In the end, this collection becomes a kind of bildungsroman for a section of Simmonds’s life. He investigates the development of identity alongside the path of an artist. He does not merely investigate how identity is experienced in various niches of life, but questions how we are influenced by people, music, and identity to become ourselves. Simmonds expands the individual to include all the people they have loved or hated, their idols, their traumas, and the changes they have faced. These moments are not merely feeding the creation of individual identity, they are things and people unto themselves, living both independently and as a part of Simmonds. The connections he follows blow up a simple conception of identity, and instead lean into the development of self as more important than any single moment in time.

Music, poetry, sex, love, learning, racism, homophobia, and time are all experienced by our bodies, and over the course of The Monster I Am Today, Simmonds investigates how these vast concepts can fit into, and shape, any individual. Speaking these poems out loud, you will hear the sounds that Simmonds was able to put on the page, the way songs move with their own time, and how they push our bodies to inhabit that time. While poems can be skimmed or read slowly, Simmonds demands that we push the written and the oral together, two sides of the same bodily experience, lyric that will not fit into a single medium, sense, or voice, but must expand out into the indescribable corners of human experience that we inhabit without having pithy definitions. Instead, Simmonds gives us expansive, multivoiced explorations of the creation of selfhood.


MARK SPERO (he/they) is a MFA and MA candidate at the University of Montana. They received the 2021 Madeline DeFrees Prize, selected by Phillip B Williams, from the Academy of American Poets, and has received support from the Bread Loaf Writers’ Conference and the Community of Writers. Their work can also be found in the American Journal of Poetry, and is forthcoming from Poetry Northwest.
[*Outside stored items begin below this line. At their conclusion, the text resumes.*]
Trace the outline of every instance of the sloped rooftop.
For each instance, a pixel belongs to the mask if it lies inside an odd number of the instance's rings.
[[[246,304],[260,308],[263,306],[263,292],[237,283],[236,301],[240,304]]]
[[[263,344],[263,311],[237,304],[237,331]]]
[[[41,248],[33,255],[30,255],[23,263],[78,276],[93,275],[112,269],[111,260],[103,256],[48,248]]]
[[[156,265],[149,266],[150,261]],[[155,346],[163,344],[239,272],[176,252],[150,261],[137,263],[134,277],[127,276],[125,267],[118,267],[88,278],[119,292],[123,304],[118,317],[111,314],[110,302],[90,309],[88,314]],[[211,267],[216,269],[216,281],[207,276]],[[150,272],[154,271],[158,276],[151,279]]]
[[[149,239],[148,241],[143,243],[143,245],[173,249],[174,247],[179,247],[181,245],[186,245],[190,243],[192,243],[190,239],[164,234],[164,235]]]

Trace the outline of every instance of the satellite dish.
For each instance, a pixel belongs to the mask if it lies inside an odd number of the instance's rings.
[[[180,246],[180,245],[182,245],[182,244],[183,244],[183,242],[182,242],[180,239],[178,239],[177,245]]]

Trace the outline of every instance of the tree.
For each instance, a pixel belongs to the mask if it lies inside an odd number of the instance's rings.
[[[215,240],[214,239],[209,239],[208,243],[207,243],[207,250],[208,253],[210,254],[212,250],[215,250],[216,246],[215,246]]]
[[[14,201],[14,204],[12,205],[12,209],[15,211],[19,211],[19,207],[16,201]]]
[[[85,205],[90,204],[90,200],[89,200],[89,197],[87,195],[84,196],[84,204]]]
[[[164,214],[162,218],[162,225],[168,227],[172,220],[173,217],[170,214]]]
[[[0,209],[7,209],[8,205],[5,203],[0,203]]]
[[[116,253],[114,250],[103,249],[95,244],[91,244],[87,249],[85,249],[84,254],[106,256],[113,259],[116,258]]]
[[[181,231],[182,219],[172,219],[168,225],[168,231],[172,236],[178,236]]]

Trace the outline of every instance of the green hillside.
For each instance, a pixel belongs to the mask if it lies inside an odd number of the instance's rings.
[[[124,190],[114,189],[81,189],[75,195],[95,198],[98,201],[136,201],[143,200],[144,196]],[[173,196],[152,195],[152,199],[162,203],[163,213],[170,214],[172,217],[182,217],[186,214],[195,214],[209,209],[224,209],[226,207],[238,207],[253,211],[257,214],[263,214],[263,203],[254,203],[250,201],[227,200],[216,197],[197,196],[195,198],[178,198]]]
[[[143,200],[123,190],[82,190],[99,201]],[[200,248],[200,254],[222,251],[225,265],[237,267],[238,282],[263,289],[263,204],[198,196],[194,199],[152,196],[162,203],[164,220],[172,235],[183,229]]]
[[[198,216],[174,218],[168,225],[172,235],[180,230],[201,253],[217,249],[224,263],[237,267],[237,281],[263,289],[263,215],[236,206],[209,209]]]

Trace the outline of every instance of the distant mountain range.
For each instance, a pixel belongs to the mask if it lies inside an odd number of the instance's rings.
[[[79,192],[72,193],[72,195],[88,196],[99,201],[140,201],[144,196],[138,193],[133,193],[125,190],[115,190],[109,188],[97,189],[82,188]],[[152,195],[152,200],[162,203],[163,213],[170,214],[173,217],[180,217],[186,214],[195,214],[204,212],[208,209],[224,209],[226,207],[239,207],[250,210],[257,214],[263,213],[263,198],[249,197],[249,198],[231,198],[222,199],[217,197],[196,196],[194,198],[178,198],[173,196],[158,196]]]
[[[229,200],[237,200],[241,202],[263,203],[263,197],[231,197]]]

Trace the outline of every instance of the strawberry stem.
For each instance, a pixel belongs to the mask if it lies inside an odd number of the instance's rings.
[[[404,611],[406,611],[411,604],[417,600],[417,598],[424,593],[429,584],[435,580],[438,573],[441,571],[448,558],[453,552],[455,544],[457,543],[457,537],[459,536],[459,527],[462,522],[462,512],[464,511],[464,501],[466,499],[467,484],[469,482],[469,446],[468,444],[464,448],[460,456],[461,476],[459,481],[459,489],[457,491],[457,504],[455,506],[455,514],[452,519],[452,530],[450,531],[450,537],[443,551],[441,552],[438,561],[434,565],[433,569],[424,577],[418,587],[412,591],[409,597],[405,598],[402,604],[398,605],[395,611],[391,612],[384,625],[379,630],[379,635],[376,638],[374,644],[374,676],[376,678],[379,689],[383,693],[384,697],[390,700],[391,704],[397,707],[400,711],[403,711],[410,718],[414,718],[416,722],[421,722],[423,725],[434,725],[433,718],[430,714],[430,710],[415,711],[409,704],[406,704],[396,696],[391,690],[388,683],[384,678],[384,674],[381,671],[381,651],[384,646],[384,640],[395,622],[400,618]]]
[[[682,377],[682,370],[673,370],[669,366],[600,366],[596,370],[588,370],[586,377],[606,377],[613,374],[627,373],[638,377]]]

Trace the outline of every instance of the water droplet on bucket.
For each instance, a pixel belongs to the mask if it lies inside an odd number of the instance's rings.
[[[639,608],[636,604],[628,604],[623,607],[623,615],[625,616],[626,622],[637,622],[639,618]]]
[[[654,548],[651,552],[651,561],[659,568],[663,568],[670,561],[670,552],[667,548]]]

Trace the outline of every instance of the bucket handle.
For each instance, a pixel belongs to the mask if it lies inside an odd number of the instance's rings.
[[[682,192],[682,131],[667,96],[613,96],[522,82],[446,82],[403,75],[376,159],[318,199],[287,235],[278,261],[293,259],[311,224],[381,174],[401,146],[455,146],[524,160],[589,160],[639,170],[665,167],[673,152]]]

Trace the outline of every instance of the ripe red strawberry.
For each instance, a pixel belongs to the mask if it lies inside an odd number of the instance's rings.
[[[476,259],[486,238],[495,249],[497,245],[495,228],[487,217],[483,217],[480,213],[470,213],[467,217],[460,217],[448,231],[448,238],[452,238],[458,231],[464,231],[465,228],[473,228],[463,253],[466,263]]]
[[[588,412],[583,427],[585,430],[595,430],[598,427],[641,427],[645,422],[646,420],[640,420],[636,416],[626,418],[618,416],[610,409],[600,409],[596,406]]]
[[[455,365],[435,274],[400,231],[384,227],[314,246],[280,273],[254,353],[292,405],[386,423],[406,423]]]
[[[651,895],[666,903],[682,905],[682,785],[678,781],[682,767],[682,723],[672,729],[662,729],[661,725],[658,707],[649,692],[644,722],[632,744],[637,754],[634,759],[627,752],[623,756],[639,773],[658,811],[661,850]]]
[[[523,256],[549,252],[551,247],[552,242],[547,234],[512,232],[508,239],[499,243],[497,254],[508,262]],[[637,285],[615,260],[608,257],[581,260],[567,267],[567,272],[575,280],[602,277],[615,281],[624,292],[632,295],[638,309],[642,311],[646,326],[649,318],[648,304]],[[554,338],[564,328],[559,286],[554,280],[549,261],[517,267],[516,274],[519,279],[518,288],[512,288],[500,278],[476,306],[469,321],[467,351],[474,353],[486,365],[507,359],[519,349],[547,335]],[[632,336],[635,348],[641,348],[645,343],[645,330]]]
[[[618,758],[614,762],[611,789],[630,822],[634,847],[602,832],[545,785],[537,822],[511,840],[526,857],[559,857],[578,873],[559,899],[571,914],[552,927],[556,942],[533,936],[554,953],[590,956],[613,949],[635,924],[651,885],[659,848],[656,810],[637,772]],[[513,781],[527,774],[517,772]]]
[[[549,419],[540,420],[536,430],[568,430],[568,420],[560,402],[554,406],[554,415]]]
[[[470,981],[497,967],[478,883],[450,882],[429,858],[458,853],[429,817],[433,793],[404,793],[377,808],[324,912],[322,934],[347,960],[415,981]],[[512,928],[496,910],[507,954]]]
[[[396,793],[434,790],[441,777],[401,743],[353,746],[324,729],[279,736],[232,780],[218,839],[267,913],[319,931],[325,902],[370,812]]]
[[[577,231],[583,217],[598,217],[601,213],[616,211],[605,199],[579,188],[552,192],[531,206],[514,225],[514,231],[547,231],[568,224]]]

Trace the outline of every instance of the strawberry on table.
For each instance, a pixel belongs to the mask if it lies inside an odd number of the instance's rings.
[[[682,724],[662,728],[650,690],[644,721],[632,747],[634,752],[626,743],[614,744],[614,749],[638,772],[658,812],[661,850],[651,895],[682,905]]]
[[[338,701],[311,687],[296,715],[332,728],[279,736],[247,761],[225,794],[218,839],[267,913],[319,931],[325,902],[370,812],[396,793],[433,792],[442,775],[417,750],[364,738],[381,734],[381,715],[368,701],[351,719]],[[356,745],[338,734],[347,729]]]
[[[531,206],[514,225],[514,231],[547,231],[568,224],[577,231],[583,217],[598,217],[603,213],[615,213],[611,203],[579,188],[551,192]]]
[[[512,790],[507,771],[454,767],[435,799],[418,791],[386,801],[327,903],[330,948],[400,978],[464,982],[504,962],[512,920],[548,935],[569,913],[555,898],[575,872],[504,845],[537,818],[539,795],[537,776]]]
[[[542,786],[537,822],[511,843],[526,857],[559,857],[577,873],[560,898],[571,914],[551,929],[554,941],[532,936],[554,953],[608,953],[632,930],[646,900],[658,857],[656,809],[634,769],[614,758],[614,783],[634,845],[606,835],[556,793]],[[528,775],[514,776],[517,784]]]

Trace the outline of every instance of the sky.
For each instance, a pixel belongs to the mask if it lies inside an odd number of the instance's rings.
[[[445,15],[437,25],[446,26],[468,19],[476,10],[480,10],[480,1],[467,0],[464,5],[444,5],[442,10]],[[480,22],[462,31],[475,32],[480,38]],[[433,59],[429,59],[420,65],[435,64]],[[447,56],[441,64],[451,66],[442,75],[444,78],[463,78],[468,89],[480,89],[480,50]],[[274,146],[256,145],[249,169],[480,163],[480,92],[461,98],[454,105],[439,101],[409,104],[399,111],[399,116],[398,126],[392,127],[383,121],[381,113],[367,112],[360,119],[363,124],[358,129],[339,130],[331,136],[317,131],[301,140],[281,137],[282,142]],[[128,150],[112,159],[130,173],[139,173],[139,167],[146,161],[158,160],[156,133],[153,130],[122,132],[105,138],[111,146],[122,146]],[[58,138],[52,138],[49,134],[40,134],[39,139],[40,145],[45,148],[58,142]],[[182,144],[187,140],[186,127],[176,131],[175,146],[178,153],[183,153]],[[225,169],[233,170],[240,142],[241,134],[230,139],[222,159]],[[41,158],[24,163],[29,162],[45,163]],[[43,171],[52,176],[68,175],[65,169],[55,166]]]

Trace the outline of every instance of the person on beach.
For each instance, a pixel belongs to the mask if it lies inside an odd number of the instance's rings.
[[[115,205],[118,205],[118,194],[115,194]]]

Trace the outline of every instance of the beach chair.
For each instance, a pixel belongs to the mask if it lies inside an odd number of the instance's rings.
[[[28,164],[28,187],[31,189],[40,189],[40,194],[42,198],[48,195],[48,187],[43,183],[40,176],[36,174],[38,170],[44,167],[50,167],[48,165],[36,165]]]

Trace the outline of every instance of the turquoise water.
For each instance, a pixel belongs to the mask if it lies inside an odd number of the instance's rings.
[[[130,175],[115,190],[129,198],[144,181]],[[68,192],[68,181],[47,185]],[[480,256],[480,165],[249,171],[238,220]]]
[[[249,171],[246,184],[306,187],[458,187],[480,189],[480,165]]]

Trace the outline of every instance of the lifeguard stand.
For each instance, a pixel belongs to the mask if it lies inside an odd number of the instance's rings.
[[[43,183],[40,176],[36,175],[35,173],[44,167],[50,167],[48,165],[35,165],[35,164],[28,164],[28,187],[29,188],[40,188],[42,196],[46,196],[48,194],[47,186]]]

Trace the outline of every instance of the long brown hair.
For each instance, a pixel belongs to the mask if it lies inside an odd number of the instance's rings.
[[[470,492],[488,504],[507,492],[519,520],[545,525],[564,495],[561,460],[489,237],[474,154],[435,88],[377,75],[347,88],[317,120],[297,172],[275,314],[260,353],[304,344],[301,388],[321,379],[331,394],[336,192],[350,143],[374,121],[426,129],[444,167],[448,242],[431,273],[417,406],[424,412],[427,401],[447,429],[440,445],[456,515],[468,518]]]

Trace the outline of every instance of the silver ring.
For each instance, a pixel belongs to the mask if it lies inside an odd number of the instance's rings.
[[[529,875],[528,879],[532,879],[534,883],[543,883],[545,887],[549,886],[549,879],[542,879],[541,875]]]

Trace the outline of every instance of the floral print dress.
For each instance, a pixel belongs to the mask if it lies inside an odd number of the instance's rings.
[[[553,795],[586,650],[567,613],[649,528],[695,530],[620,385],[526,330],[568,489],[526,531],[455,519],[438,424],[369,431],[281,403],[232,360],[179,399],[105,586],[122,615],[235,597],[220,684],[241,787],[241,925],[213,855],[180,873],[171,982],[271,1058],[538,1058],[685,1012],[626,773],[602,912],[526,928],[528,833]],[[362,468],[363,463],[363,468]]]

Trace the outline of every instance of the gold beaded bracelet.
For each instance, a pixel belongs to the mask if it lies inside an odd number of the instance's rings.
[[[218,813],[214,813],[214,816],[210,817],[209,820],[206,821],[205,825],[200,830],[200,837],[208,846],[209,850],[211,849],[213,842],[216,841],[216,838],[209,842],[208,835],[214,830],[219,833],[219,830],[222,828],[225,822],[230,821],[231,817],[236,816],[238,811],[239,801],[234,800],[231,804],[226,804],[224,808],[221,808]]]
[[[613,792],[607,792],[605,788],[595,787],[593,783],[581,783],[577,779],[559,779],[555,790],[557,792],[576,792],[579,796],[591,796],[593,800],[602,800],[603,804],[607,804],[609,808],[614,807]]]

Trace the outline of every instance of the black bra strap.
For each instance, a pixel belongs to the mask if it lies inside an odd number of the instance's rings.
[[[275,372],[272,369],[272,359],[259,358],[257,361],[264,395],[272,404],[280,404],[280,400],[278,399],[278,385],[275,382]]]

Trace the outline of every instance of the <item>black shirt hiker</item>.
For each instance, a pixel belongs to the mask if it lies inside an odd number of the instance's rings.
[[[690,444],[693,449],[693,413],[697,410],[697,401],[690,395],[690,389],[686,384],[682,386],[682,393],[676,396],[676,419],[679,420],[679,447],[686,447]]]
KEVIN SIMMONDS is a musician and writer originally from New Orleans. He studied music at Vanderbilt University and the University of South Carolina. He is the author of two poetry collections, Mad for Meat and Bend to It, and the editor of Collective Brightness: LGBTIQ Poets on Faith, Religion and Spirituality and Ota Benga under My Mother’s Roof, a posthumously published collection by Carrie Allen McCray.